Изменить стиль страницы

С каждым годом Нина училась все лучше и лучше. Казалось, родителям бы только радоваться, но появилась новая забота: у Нины не обнаруживалось склонности ни к какой профессии. Отец не хотел неволить Нину, но надо же было ее к чему-нибудь пристрастить.

— Нинуська, вчера я заглядывал в ваш спортивный зал… Хорошо ты там на всяких этих штуках кувыркаешься. Может быть, тебе спортом заняться, а? Говорят, даже институт такой есть.

Нина отмолчалась.

В другой раз отец застал ее за техническим журналом.

— А что, если тебе инженером стать? — спросил он. — Ты говори, не стесняйся.

Но Нина и на этот раз отмолчалась.

Вечером, уйдя в свою комнату, она подолгу разглядывала многочисленные фотографии брата Данилы, теперь военного летчика. Тут были и одиночные и групповые снимки на фоне летного поля — с самолетами, ангарами…

Через несколько дней приехал домой Данила. На нем темно-синий костюм, перетянутый блестящими ремнями. Нина глядела на него с восхищением и тайком выспрашивала его о чем-то. А потом вдруг объявила родителям:

— Я буду летчиком!

— Как? Кем? — переспросил изумленный отец. У него даже трубка выпала изо рта. — Летчиком?

С минуту все сидели молча, потом, подобрав трубку и набив ее, отец сказал:

— Хотя чему удивляться? Мать у тебя была пулеметчицей… Летай!

Мать всплакнула, но на другой же день отыскала в книжном магазине книгу летчика Михеева и подарила дочери.

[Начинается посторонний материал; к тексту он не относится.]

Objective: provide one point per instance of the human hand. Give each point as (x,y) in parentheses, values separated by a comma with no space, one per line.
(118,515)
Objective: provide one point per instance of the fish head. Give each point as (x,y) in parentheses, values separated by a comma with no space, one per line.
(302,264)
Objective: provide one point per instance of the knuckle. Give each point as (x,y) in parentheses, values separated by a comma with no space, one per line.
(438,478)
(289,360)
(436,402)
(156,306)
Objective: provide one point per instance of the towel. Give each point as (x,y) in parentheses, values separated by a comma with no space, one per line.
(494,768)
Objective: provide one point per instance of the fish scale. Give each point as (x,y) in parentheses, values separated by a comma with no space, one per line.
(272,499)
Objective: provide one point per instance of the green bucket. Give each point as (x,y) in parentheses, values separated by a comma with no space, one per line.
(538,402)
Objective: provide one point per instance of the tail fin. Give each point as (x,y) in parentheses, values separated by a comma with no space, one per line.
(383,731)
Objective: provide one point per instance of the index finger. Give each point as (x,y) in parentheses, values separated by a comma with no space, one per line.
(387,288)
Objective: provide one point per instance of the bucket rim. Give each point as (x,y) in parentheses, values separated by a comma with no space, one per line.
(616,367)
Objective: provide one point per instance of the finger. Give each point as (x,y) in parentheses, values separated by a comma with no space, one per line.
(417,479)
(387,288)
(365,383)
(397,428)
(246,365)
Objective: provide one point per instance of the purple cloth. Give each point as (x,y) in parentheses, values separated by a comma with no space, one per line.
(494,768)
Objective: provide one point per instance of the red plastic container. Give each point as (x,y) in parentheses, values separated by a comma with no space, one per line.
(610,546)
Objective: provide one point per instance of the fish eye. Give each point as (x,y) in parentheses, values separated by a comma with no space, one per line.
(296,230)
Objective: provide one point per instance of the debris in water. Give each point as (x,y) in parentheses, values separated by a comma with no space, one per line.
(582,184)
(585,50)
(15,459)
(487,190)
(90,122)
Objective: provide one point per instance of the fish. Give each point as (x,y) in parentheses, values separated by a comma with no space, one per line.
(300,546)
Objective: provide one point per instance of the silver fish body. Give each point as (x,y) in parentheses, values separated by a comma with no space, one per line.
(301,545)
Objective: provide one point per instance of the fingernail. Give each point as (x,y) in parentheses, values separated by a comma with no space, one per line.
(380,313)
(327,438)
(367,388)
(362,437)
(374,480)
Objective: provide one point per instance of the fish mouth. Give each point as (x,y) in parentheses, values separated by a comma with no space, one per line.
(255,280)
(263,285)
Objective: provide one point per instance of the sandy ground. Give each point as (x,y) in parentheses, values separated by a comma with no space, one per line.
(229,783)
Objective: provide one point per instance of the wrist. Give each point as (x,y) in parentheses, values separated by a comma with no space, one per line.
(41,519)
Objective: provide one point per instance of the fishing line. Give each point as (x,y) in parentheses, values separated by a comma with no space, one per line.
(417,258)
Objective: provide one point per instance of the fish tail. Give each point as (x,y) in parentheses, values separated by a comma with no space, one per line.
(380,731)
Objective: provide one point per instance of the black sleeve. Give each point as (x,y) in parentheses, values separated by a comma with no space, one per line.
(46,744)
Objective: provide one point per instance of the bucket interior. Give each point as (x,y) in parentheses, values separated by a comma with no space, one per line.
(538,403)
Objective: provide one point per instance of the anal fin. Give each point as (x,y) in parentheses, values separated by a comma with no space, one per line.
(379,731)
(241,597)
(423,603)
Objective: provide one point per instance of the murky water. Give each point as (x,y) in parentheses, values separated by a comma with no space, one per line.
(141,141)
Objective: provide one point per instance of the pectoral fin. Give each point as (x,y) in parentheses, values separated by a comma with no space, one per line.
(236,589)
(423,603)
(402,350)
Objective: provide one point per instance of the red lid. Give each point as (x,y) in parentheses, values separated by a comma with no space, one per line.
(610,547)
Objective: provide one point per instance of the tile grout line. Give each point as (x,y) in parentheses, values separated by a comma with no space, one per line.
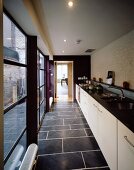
(83,159)
(60,153)
(47,135)
(85,132)
(62,146)
(75,137)
(68,124)
(63,122)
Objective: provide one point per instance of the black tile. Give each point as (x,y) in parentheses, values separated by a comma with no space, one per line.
(52,122)
(98,168)
(42,135)
(48,128)
(89,132)
(80,144)
(80,126)
(75,121)
(60,162)
(94,159)
(50,146)
(66,133)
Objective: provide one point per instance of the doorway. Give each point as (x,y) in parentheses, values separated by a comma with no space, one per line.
(63,81)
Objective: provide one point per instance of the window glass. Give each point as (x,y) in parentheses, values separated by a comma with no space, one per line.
(14,84)
(41,61)
(14,124)
(41,77)
(17,155)
(14,42)
(42,110)
(41,94)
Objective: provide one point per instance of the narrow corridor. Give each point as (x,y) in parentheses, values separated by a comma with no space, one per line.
(66,141)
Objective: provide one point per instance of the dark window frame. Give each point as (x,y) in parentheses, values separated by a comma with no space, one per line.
(10,62)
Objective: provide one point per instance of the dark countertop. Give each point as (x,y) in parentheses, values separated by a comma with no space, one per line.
(126,116)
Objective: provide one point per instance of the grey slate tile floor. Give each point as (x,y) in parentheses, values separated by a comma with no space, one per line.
(66,141)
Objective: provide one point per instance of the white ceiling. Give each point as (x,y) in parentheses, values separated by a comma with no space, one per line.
(95,22)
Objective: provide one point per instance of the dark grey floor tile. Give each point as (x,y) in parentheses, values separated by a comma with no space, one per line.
(42,135)
(75,121)
(52,122)
(98,169)
(50,146)
(94,159)
(48,128)
(60,162)
(76,109)
(80,144)
(79,126)
(66,133)
(89,132)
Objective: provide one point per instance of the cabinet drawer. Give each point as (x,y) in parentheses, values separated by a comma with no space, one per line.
(125,148)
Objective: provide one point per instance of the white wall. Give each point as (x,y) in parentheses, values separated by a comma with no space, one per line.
(118,56)
(1,85)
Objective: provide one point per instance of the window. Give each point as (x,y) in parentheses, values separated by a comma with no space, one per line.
(41,87)
(15,94)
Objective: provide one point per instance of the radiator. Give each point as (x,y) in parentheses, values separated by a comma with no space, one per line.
(29,158)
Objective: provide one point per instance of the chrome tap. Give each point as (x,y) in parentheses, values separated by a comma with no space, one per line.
(122,92)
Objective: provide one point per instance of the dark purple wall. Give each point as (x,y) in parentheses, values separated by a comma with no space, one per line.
(82,65)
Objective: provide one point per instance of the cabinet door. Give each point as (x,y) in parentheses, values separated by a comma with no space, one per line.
(77,91)
(107,136)
(125,148)
(93,117)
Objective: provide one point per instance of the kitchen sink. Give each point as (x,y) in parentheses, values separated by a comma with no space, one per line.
(123,105)
(118,102)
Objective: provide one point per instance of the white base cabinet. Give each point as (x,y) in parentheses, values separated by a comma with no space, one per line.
(107,136)
(116,141)
(103,125)
(125,148)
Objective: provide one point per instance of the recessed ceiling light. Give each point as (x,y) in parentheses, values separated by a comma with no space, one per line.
(70,3)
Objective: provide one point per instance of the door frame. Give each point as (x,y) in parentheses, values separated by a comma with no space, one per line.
(55,78)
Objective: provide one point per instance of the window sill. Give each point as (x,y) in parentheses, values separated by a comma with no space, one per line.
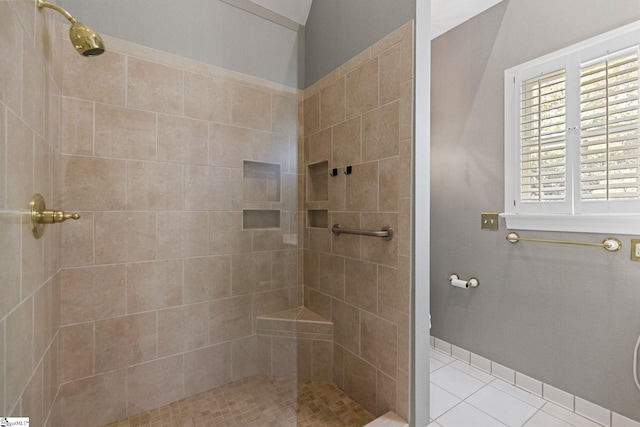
(587,223)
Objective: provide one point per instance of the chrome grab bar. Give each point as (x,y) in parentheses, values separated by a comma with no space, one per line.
(386,233)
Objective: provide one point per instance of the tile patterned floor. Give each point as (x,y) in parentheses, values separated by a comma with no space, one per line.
(463,396)
(258,401)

В 1940 году Нина без отрыва от учебы в десятом классе поступила в аэроклуб. Когда проходила медицинскую к о-миссию, старичок врач, осмотрев ее сильную, стройную, словно из металла отлитую фигуру, восхитился:

— Амазонка! Какие тут сомнения?! Она рождена для неба!

Инструктором Нины оказался летчик Василий Дремов. При первом знакомстве он выказал явное недоверие к Нине. Как и многие другие, он, видимо, считал специальность авиатора недоступной для женщин. И это еще больше подзадорило Нину. Она всеми силами старалась рассеять чувство напряженности и страха, которые присущи почти всем людям, когда они идут в первый полет. Есть один момент в полете, который почти всегда смущает новичка, это момент уборки газа и перехода самолета, на планирование. Впоследствии это никак не отражается на летчике, но в первый, раз…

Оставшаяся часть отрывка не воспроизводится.